For me, it is very hard to follow this Plutus code.
I understand only parts of the code and the syntax is still a mystery to me.
Also it is unclear to me which things are part of the language and which things are parts of the libraries/SDKs.
In contrast, I found it a lot easier to understand simple Solidity contracts, because those are more similar to the languages that I already know (TypeScript, Kotlin and others).
So what does it take to develop smart contracts for Cardano?
Do you need to be an expert level Haskell developer?
Or would you wait until this KEVM thing is ready?
I 100% agree. No one on here answers anything, I have no idea what is going on or what to learn. I spent like two days watching solidity tutorial and felt pretty comfortable with it. I’ve spent like 2 weeks trying to learn haskell and still have no clue what the hell is going on
I have to agree too, and no it’s not your fault. It’s great that you’re interested, and the job of any product to ensure your first experience is positive. I too found the examples assuming some level of API knowledge, leaving me googling trying to piece things together.
Personally I’ve been deep in developer experience land for many years and the idea of selecting a language very few people know outside of academia (relatively speaking) as a primary SDK language would be a non-starter in most product companies.
Very few experienced devs have time on top of their day job and family commitments to be learning an entirely new language + APIs just to try something out. Huge barrier to entry. Can you imagine Stripe launching with just a Haskell SDK?
Widespread adoption means allowing as many developers to onboard as quickly and painlessly as possible. They then become your advocates. If instead they hit a wall, well they’re likely to go and find a product with an easier onboarding experience (unless you have Apple level market share of course).
Anyway I can see this will be addressed later in the year, and I understand the thinking behind the decision given what’s at play in this domain, but it’s going to slow the initial adoption curve down a little.
The question is: is it worth learning a new language for a new kind of software if it can do something significantly better than anything that came before? And the past clearly shows: yes, it is worth it.

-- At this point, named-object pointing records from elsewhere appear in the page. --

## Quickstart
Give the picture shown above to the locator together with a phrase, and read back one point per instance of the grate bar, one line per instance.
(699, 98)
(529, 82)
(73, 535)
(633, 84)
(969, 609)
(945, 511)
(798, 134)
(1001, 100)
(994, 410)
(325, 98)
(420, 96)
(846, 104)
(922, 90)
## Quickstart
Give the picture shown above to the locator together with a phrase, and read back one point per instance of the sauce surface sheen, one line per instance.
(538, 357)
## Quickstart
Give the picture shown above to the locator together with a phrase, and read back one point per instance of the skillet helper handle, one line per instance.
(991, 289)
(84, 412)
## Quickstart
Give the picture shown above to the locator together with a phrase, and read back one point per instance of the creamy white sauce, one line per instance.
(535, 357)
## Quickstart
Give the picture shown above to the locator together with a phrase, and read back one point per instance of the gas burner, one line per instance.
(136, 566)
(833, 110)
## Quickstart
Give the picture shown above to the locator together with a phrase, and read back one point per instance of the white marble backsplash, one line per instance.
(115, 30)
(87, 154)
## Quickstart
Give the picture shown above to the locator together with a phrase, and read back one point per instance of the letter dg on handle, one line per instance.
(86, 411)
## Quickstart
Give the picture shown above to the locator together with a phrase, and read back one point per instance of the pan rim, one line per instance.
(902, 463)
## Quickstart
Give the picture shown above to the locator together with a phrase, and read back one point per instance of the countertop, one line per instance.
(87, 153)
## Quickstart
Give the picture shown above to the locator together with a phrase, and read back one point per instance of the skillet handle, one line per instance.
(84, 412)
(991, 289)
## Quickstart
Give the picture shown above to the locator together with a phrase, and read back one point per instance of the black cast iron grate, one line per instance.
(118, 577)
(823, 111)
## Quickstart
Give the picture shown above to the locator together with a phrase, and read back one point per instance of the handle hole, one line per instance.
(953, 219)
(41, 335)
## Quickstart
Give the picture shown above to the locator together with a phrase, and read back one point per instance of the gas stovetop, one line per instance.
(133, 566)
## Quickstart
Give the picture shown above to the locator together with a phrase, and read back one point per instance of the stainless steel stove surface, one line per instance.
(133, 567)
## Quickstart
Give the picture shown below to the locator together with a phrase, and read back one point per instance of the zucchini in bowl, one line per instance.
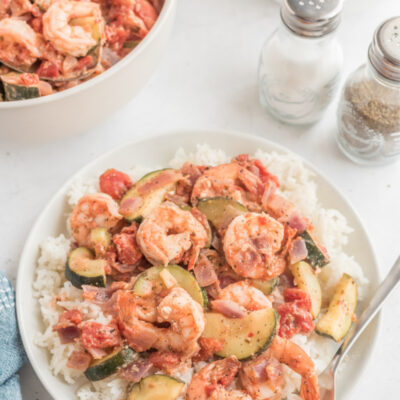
(101, 369)
(220, 211)
(242, 337)
(157, 387)
(340, 315)
(151, 280)
(83, 269)
(148, 193)
(17, 86)
(306, 280)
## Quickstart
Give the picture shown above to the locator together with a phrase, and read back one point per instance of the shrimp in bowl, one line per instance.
(61, 42)
(189, 297)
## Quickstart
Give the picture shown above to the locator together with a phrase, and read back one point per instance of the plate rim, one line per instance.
(151, 137)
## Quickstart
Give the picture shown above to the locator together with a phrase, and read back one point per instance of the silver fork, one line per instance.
(383, 292)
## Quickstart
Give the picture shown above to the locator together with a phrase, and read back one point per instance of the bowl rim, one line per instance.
(166, 10)
(153, 136)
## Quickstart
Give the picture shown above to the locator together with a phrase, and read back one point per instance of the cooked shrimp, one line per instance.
(171, 235)
(262, 376)
(212, 380)
(230, 180)
(92, 211)
(73, 40)
(187, 321)
(19, 43)
(245, 295)
(251, 244)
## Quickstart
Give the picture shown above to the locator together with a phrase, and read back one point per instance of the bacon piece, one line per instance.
(208, 347)
(228, 308)
(159, 181)
(67, 326)
(113, 182)
(297, 250)
(204, 271)
(79, 360)
(136, 371)
(100, 336)
(127, 249)
(295, 313)
(166, 361)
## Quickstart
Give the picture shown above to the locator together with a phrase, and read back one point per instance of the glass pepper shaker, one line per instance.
(300, 64)
(369, 109)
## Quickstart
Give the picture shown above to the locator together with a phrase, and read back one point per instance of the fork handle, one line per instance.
(385, 289)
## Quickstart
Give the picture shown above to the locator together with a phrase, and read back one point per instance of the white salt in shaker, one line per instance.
(301, 62)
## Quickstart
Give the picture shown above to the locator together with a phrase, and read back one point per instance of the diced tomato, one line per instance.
(84, 62)
(115, 183)
(295, 313)
(99, 335)
(29, 79)
(79, 360)
(68, 317)
(48, 70)
(164, 360)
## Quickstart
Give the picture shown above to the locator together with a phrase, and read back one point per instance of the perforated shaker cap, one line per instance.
(384, 51)
(311, 18)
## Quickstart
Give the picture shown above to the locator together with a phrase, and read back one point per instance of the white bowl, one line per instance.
(83, 106)
(157, 151)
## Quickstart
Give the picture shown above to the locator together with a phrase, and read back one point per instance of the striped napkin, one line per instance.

If you want to leverage all the features of the Cardano main chain, you need to learn Plutus/Marlowe since KEVM will live only on the side chain. It can not have native tokens or any “fancy” things because it is/has to be compatible with EVM. (But of course the sidechain will also develop and more and more things will be possible here.)
The fact that KEVM network is “only” a sidechain was never planned otherwise. If you think this through: you cannot be fully compatible with one chain and run in a completely different chain at the same time. There needs to be some sort of bridge.
There are some advantages and disadvantages to this. Regarding the native tokens, one consequence is that you can’t move native tokens back and forth between networks. (at least not easily, technically there are ways to solve this: tokens would have to be locked on one side and generated on the other side) Simply because there is no native token concept on the EVM side. You need smart contracts to implement tokens.
I think Haskell is a really good choice. But the Plutus tutorials are really weak and sadly no one can answer any practical questions here because no one here actually knows Plutus. So I guess we have to wait some months for usable information.
I am curious how ostracizing the majority of developers will work out long term.
There is a very small percentage of us that think syntax is irrelevant. I for one am learning Haskell and Plutus but as a C/C++ programmer who has done a lot of C#/Java/JS/TS/and other trivial languages recently I was surprised I was not able to learn this in a few days like Smalltalk, SQL, VB, Python, Perl, and other tertiary languages I have used in my 20 year career as a software engineer.
This does not bode well for newbies. Full disclaimer I also taught Scheme and other functional languages at the collegiate level so I am not completely clueless to purely functional languages I just have never seen it used in the professional world. I am a little worried that a slightly above average software engineer such as myself meeting resistance may mean the bar is a tad high for global adoption.